Tre uomini e una band, parafrasando un noto film del nostrano trio di comici.
Di questi tempi, abituati a come siamo a gruppi “allargati”, ritrovare un combo vecchio stampo alla Rush, piace, soprattutto se il risultato è quello che si sente in “Insider”.
Il secondo full-lenght di questi ragazzi di Manchester arriva a due anni di distanza dall’omonimo lavoro che li ha catapultati nel panorama rock del secondo millennio. Post rock. Sì perché “Insider” è un balzo repentino negli anni ’70 con quel pizzico di ricerca e sperimentalismo che contraddistingue il panorama musicale odierno.
Citando i diretti interessati, gli Amplifier prendono i Led Zeppelin, gli Who, i Police, i Mogwai, i Massive Attack, Bowie e Brat e li diffondono in una fumata di guitar pickups & distorsion pedals.
Già dall’opener “Gustav’s Arrival” ci si ritrova immersi in uno squarcio di Pulp Fiction i cui interminabili secondi sono scanditi dai fraseggi della chitarra di Sel Balamir. Sempre sulla cresta di quest’onda spazio-temporale, “O Fortuna” e “Insider” travolgono l’ascoltatore grazie alle ottime performance di Matt Brodin alla batteria, incessante e dirompente, e di Neil Mahony al basso.

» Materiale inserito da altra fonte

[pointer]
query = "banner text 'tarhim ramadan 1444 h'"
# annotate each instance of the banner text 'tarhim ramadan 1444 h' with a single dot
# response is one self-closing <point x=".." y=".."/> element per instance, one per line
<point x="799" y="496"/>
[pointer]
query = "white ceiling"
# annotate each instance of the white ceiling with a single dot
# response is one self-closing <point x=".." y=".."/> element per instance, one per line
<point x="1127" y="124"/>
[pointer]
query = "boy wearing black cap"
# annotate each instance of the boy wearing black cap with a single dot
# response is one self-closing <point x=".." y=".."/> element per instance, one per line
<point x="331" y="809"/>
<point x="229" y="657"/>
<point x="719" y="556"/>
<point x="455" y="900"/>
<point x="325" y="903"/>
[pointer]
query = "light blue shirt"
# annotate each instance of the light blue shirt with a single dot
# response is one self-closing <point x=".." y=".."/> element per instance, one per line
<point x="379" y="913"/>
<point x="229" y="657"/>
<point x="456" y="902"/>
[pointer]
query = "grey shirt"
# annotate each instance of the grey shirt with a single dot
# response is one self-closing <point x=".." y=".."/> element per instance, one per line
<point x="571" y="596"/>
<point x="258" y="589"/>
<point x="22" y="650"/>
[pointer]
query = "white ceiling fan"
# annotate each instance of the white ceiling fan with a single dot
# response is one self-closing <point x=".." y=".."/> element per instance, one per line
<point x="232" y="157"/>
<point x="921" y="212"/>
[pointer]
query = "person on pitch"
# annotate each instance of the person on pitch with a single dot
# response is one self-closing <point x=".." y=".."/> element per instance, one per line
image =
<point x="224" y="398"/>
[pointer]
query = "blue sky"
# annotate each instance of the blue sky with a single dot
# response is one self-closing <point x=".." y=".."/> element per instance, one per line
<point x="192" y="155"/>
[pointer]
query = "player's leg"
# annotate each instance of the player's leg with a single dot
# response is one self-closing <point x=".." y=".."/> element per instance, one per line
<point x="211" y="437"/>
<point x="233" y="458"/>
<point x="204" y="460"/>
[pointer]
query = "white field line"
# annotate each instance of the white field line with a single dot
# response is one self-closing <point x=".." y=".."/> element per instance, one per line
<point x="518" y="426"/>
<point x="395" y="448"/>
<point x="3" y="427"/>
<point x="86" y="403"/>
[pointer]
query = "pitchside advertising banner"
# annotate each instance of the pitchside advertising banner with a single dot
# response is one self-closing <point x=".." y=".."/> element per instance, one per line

Impossibile non lasciarsi coinvolgere dai riff di “Strange Seas Of Thought” che solleticano le dita e l’intelletto.
Citazione Pink Floyd-iana per “Procedures” con i tasti della macchina da scrivere a scandire il tempo dell’intro. Atmosfere elettroniche irrompono nella scena con “Oort” e “What is music” affiancandosi alle immancabili sonorità post rock che caratterizzano l’intero album.
“Map Of An Imaginary Place” chiude questo “imaginary trip” alla riscoperta del nostro background musicale, riproposto secondo una chiave di lettura che non sfugge agli influssi della nostra epoca.
Dodici tracce che non vanno sentite, ma ascoltate.